Dynamics are also a big part of the album, from the softer and more melodic side displayed in songs such as the haunting “Suicide Veil” and “Far Away” to the heavier more intense passages in songs such as “The Beloved” and “Cries On The Wind” which almost resemble The Tragically Hip, it all adds up to truly make the listener feel what the emotions the band is channeling in their songs. Singer Vincent Cavanagh’s voice is truly amazing, ranging from soft whispers to haunting screams he sounds like he every word is really coming from the depths of his heart, even though he doesn’t have a spectacular technique as a vocalist. The album’s golden moment comes early, in the form of the title track trilogy, a plethora of influences and styles, ranging from late 80’s no wave, to alt rock, all the way through Pink Floyd and flower power psychodelia, summing up the album’s essence perfectly. Anathema pulls the soft-loud game flawlessly executing the right amounts of intensity in all the right places, not only musically but lyrically, the words seem to be perfectly written to fit in with the dynamics of the music and the emotional strength of Cavanagh’s voice.
Perhaps the album’s only flaw is “Hope” a boring track with an extremely annoying guitar line that is only saved by its lyrics and Cavanagh’s intense vocal delivery. However the fact that this track is a cover and that the original song is equally stressful only helps to reinstate the fact that with “Eternity” Anathema, against all odds, changed their style drastically and made a truly classic album in the process.
your intro is off, my dying bride still have loads of melancholy, and paradise lost never made synth pop music, maybe synth rock if anything
also, for a classic rating, the review is really short, and aside from describing what it sounds like, there's nothing here. you should incorporate throughout the review what makes this a classic and what the band was trying to get across with the song/album. I wont neg but I just think this is lacking
Yeah, the review isn't bad especially since the album needed one. I don't really enjoy this album too often. I think his vocals are still kind of bad here, and the music is boring. It's not til "Judgement" that I started enjoying their change in direction.
This was my first Anathema CD which was immediate after downloading Angelica and The Beloved. I assumed the material would follow this pattern of atmospheric, yet emotionally intense melo-metal. I kind of feel like i should have been a bit more apprehensive with this purchase as there is way too much emphasis on building up to a climatic moment, with the first few minutes being a real test of patience.

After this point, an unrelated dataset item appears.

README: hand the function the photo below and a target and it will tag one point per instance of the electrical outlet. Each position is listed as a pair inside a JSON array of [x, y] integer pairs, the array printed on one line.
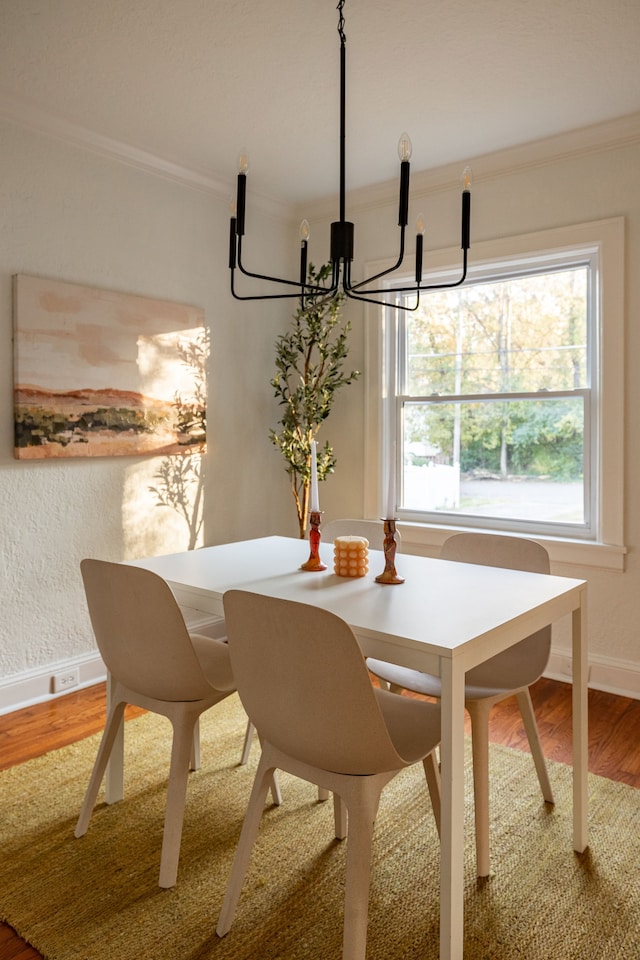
[[65, 681]]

Don't get me wrong, Far Away proves this can be done with an exceptional level of effectiveness, but in a way this CD becomes extremely redundant for me. There are a definate few times where i felt this band just made songs drone on until the inevitable climax just to see how many times they could get away with it. With that said, the few songs that really grab your attention do so with such a level of class that i still recommend it for people who aren't impatient with their metal.
Best Tracks: Angelica, The Beloved, Eternity pt.1, Far Away, Ascension
To be honest, out of all of their albums Alternative 4 is the one I've given the least amount of attention. I kind of grew away from them after this album and didn't check them out again until Judgement.